Hassler Hansjörg · Nationalrat · 2008-12-08
Hassler Hansjörg · Nationalrat · Graubünden · Fraktionslos · 2008-12-08
Wortprotokoll
Die gesamte Wirtschaft und insbesondere die Finanzbranche liefen über Jahre hinweg sehr gut - ja fast zu gut! Das birgt auch Gefahren in sich. Die Wirtschafts- und Finanzmanager wurden übermütig und handelten zum Teil unvorsichtig, ja sogar fahrlässig. Besonders bei den grossen Finanzinstituten wurden grobe Fehler gemacht: Der Absicherung von Krediten wurde nicht mehr die nötige Aufmerksamkeit geschenkt, die Ratings der Kreditnehmer wurden mangelhaft durchgeführt. Es entstand ein Wettrennen um den Abschluss von Kreditgeschäften. Die eine Bank wollte die andere überbieten. Dabei ist jede Vernunft verlorengegangen. Die riskanten Bankgeschäfte wurden sogar noch durch überrissene finanzielle Anreize angeheizt. Für mich ist es sehr unverständlich, dass sich hochqualifizierte Leute derart blenden lassen können und jegliches Augenmass verlieren.
Die Finanz- und Wirtschaftskrise hat uns zwei Dinge ganz klar aufgezeigt:
1. Nicht die Grösse alleine ist dafür entscheidend, ob ein Unternehmen Erfolg hat oder nicht. Der Gigantismus muss klar hinterfragt werden.

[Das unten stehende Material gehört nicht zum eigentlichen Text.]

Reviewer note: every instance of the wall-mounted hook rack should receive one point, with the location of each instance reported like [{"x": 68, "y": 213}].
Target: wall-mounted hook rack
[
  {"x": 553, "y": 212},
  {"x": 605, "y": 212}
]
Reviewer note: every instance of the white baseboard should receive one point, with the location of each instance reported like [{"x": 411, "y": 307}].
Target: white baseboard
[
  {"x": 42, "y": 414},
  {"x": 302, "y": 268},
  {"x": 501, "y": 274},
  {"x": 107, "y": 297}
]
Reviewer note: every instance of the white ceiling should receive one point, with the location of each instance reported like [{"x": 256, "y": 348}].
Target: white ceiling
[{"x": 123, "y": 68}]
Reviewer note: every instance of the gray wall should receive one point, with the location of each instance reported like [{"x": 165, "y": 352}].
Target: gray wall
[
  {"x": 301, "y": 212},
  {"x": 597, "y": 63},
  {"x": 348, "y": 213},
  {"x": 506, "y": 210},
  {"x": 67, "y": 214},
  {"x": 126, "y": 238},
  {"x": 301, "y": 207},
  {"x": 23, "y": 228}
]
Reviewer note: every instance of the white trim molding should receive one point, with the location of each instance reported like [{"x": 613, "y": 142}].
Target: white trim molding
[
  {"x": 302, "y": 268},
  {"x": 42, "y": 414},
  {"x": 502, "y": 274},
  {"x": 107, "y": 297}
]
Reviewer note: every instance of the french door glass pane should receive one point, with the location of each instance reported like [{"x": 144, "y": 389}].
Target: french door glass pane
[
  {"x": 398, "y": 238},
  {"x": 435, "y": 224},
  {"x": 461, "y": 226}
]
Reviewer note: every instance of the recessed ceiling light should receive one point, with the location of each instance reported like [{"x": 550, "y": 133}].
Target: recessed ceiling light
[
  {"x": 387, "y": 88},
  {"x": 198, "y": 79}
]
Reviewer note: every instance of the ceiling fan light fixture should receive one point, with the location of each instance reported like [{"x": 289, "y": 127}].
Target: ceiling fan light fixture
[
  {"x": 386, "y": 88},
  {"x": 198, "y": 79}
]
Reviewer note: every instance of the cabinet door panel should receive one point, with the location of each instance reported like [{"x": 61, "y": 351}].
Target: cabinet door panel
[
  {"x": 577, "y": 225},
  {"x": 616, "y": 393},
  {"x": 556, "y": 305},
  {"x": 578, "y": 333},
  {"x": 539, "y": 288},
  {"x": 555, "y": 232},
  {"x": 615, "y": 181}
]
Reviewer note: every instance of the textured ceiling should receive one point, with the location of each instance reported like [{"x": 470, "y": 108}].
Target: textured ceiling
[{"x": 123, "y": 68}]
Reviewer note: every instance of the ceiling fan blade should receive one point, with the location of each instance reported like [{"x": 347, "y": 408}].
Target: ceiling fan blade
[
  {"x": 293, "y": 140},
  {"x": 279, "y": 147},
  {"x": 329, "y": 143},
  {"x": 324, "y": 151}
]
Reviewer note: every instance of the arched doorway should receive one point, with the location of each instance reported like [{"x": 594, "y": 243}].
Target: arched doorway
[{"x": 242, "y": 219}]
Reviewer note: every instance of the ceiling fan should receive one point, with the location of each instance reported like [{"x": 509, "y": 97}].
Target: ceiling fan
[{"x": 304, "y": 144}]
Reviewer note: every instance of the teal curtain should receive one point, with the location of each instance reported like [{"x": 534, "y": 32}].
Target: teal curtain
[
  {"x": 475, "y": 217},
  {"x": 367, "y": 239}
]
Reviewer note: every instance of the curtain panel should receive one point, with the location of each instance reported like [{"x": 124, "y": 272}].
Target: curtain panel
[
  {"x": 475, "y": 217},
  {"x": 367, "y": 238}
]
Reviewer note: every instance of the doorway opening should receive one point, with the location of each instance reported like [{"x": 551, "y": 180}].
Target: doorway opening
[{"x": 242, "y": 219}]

2. Die Liberalisierung der Wirtschaft hat ihre klaren Grenzen. Es braucht auch für die Wirtschaft und insbesondere für die Finanzbranche staatliche Regeln und Leitplanken.
Die Finanz- und Wirtschaftskrise hat zu einem enormen Vertrauensverlust in der Bevölkerung geführt. Es ist eine grosse Unsicherheit bei den Fachleuten und dem Volk entstanden. Die Krise wurde zu einem psychologischen Problem. Und jetzt gilt es, in mühsamer Arbeit das verlorengegangene Vertrauen in die Finanzwelt wieder aufzubauen. Das Finanz- und Wirtschaftssystem muss wieder stabilisiert werden. Dazu gehört auch die Unterstützung der UBS. Ich habe keine Freude an diesem Milliardenpaket des Bundes und der Schweizerischen Nationalbank. Ich würde das Geld viel lieber z. B. für Leute in bescheidenen wirtschaftlichen Verhältnissen einsetzen. Aber wir können es uns nicht leisten, die UBS fallenzulassen. Diese Grossbank hat für die Schweizer Wirtschaft eine enorme Bedeutung. Ohne ein Funktionieren der UBS wären viele Unternehmen gefährdet, das ist einfach die bittere Realität.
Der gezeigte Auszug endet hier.